Jumat, 20 Mei 2016

Dalil larangan melarang yg tidak dilarang?


Syubhat : dilarang membid'ahkan ?
Dalil :
sabda Rasulullah shallallaahu ’alaihi wa sallam :

إِنَّ أَعْظَمَ الْمُسْلِمِيْنَ جُرْماً مَنْ سَأَلَ عَنْ شَيْءٍ لَمْ يُحَرَّمْ فَحُرِمَ مِنْ أَجْلِ مَسْأَلَتِهِ.
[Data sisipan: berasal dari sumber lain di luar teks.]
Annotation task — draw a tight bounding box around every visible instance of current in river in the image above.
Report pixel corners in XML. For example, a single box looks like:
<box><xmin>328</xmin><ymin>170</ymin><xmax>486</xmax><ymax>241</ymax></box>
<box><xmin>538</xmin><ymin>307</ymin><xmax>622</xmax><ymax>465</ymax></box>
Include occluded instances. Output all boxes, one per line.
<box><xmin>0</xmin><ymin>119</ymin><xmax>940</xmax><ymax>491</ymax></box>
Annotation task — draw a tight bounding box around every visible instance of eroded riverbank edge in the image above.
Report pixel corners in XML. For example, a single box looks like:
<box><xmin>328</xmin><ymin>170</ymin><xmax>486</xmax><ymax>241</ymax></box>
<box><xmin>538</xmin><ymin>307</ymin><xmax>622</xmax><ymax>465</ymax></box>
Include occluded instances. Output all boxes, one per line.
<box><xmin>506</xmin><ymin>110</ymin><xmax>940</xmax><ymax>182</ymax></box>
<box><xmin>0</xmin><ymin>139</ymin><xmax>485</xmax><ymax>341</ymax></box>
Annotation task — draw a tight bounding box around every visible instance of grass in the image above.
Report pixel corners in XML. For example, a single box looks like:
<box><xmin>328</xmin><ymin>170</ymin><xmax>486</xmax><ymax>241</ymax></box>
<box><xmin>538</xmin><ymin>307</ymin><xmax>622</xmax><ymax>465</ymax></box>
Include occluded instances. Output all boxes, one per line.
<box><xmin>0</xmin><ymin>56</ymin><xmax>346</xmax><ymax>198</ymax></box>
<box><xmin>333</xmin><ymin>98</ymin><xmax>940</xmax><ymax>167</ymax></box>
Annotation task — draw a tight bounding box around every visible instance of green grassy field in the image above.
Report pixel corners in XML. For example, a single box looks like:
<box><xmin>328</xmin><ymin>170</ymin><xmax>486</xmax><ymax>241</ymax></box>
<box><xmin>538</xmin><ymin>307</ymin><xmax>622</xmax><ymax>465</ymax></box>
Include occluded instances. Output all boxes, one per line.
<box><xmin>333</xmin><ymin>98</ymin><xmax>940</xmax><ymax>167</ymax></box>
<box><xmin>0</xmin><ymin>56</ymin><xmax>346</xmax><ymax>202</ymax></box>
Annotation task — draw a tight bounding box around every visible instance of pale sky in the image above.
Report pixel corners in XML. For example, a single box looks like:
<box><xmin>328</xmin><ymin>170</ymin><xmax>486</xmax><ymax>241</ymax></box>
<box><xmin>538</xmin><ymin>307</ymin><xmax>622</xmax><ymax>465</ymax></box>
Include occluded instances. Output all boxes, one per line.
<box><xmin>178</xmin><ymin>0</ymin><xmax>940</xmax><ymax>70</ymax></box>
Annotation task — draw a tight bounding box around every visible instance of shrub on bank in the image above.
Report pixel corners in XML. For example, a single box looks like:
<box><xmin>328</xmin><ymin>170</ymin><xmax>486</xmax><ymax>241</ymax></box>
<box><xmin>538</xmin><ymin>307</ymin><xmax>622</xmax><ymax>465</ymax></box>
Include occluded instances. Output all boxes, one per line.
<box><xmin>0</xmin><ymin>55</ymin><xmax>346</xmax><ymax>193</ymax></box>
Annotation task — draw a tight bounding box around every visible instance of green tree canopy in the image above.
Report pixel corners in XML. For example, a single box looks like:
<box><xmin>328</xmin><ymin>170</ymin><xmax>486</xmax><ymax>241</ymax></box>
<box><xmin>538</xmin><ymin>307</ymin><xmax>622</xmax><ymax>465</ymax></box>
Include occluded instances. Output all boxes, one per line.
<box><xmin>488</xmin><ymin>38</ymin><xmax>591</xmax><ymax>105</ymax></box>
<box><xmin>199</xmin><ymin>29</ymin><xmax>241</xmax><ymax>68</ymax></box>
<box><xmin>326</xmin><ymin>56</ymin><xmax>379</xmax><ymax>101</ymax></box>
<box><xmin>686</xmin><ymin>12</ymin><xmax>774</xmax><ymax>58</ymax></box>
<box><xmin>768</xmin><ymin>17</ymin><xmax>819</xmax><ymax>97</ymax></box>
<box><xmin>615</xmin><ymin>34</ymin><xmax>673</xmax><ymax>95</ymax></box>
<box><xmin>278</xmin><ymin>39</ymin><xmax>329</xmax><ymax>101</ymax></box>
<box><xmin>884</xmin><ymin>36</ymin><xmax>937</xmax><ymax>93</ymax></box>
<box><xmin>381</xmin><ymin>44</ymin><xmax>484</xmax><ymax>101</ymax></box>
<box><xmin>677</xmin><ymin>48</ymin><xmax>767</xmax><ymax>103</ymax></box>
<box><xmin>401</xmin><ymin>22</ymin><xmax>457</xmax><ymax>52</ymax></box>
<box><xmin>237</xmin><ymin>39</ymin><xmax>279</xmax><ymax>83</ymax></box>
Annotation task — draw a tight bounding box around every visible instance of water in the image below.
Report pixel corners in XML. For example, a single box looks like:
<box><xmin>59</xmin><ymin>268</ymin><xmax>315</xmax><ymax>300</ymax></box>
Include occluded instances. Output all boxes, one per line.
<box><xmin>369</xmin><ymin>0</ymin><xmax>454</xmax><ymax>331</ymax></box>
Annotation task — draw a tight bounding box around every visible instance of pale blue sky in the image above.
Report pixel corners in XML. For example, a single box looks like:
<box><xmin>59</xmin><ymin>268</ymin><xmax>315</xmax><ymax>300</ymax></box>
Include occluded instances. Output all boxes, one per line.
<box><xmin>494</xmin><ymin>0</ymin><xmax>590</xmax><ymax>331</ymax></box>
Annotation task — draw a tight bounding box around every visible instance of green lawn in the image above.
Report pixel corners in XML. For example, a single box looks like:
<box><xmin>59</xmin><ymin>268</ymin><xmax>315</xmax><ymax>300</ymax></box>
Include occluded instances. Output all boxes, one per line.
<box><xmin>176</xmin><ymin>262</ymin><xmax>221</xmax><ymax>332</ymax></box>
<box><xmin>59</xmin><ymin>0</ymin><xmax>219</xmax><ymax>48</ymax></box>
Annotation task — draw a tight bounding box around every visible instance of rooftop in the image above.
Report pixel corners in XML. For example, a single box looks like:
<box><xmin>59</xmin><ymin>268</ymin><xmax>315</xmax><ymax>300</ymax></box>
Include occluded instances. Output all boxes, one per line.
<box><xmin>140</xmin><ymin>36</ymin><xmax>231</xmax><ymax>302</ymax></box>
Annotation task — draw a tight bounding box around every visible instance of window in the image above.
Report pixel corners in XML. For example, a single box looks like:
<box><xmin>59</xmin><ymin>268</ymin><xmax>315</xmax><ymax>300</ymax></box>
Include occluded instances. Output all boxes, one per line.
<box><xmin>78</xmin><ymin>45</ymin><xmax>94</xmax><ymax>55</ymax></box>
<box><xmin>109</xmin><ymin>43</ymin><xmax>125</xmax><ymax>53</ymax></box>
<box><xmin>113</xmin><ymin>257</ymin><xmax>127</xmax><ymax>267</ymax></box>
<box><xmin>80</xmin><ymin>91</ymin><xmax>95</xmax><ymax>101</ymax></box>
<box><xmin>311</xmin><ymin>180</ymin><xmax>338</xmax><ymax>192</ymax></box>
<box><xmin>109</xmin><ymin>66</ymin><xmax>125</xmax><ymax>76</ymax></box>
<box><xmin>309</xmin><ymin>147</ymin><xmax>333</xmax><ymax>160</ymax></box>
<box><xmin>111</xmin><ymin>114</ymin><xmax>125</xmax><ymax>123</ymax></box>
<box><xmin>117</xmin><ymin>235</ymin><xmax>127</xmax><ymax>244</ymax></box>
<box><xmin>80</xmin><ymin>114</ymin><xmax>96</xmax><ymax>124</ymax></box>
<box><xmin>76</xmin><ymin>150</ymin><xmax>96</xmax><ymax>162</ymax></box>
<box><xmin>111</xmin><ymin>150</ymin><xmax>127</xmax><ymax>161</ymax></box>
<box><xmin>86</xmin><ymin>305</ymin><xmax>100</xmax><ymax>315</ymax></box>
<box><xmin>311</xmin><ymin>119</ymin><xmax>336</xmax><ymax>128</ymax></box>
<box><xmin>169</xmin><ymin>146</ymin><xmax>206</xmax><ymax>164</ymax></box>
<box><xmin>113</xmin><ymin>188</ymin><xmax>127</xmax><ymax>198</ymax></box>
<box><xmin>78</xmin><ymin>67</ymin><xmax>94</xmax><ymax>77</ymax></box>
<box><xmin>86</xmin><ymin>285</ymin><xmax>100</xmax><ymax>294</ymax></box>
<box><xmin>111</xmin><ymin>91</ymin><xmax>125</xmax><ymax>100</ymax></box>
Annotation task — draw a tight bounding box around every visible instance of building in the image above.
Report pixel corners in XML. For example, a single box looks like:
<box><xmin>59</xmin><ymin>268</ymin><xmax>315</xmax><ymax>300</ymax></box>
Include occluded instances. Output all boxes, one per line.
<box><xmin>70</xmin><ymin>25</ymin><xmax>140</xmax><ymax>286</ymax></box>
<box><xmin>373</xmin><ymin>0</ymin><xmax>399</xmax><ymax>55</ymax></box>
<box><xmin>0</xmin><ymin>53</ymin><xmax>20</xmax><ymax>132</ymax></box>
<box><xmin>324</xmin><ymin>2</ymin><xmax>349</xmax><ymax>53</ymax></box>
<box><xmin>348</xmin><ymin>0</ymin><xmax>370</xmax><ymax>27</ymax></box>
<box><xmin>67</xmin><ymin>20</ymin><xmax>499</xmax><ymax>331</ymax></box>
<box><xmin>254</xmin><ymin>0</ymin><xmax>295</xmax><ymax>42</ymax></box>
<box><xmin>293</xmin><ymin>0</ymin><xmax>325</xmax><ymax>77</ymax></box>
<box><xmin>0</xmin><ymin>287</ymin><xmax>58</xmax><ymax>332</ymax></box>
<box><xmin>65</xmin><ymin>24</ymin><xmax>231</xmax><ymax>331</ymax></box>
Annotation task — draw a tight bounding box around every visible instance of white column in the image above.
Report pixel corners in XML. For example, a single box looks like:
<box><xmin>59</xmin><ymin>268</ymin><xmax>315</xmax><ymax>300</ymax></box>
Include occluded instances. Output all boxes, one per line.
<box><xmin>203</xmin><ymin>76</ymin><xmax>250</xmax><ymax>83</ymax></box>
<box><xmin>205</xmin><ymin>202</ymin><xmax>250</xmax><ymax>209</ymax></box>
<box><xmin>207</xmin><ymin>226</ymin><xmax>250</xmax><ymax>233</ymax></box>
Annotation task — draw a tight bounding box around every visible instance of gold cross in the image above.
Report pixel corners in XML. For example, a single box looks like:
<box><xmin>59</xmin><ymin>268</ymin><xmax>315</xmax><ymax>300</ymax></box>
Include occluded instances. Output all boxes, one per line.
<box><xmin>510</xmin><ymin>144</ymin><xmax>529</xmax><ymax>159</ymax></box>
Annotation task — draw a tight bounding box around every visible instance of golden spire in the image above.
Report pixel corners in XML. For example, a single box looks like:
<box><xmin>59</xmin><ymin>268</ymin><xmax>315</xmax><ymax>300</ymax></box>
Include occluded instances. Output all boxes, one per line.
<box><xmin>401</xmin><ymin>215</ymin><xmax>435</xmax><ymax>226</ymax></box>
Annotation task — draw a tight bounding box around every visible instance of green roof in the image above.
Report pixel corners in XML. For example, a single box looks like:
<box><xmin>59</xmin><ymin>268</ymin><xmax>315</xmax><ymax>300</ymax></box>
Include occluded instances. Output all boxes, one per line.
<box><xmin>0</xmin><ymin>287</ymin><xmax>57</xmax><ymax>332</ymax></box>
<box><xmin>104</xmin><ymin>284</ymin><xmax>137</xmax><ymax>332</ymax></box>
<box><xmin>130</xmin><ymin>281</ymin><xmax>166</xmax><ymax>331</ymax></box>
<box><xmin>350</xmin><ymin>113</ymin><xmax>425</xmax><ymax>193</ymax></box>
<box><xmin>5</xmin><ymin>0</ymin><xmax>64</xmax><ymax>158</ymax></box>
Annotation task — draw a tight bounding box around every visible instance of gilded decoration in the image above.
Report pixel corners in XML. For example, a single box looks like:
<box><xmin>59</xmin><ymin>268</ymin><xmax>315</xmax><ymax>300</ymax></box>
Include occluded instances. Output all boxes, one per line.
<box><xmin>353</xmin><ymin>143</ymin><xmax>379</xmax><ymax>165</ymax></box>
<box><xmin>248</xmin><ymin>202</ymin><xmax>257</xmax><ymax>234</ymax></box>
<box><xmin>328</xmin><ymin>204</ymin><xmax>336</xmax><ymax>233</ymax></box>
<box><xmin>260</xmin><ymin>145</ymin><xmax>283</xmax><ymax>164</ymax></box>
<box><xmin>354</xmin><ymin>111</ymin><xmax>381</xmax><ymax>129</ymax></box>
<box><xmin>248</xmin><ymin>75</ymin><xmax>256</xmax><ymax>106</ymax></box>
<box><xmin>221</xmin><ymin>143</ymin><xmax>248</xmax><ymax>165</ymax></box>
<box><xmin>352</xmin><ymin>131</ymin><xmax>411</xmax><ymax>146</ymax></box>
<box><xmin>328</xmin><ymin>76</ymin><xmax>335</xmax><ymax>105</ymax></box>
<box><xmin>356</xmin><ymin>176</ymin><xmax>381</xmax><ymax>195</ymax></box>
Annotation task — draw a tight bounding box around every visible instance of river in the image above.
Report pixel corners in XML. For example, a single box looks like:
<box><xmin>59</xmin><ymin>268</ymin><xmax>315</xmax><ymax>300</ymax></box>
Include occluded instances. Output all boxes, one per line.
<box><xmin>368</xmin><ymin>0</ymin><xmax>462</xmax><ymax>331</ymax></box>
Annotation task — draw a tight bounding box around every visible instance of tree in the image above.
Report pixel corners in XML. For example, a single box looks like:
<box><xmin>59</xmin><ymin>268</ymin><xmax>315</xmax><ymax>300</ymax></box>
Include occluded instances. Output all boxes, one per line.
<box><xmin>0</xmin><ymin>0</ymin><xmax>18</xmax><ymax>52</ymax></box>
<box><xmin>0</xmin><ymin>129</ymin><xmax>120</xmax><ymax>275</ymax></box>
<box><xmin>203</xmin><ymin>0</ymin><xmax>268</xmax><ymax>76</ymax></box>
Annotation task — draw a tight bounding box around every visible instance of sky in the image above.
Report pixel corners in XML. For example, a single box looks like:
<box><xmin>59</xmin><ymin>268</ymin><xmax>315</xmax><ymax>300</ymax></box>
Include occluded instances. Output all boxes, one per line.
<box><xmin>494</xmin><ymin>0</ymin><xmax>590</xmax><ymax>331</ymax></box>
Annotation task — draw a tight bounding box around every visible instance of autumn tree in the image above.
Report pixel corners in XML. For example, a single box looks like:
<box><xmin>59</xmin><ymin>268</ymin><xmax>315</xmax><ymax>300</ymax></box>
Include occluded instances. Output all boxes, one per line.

”Sesungguhnya orang Islam yang paling besar kejahatannya adalah orang yang bertanya tentang sesuatu yang semula tidak diharamkan, kemudian diharamkan dari sebab pertanyaannya itu”.[ Dikeluarkan oleh Al-Bukhari dalam Shahih-nya no. 7289 dan Muslim dalam Shahih-nya no. 2358.]

Jawab:
Sungguh lucunya tingkah ahli bid'ah.
Seperti pencari kayu bakar di malam hari,asal ambil saja,ular pun diambilnya..he bisa dipatok tu..
Sangat jelas gamblang ini hadits saat masa turunnya wahyu alias saat nabi masih hidup.
Oleh karenanya disitu disebutkan: kemudian diharamkan.
Kalau sekarang yg halal haram sudah jelas,gak mungkin datang pengharaman lagi
oleh karena itu imam nawawi membuat judul hadits ini:
(باب توقيره صلى الله عليه و سلم وترك إكثار سؤاله)
Bab memuliakan nabi dan meninggalkan banyak bertanya kepadanya

Dan hadits tentang masalah muamalah bukan ibadah.
Oleh karena itulah ibnu hajar menyatakan:
 وفي الحديث أن الأصل في الأشياء الإباحة حتى يرد الشرع بخلاف ذلك
Dan didalam hadits ini dinyatakan bahwa hukum asal sesuatu adalah boleh hingga ada dalil syar'i yg menyelisihinya.
Sedangkan dalam hal ibadah jelas kaidahnya,hukum asalnya terlarang

Ulama Syafi’i berkata mengenai kaedah yang kita kaji saat ini,

اَلْأَصْلَ فِي اَلْعِبَادَةِ اَلتَّوَقُّف

“Hukum asal ibadah adalah tawaqquf (diam sampai datang dalil).” Perkataan di atas disebutkan oleh Ibnu Hajar dalam Fathul Bari (5: 43). Ibnu Hajar adalah di antara ulama besar Syafi’i yang jadi rujukan. Perkataan Ibnu Hajar tersebut menunjukkan bahwa jika tidak ada dalil, maka suatu amalan tidak boleh dilakukan. Itu artinya asal ibadah adalah haram sampai ada dalil yang memerintahkan. Di tempat lain, Ibnu Hajar rahimahullah juga berkata,

أَنَّ التَّقْرِير فِي الْعِبَادَة إِنَّمَا يُؤْخَذ عَنْ تَوْقِيف

“Penetapan ibadah diambil dari tawqif (adanya dalil)” (Fathul Bari, 2: 80).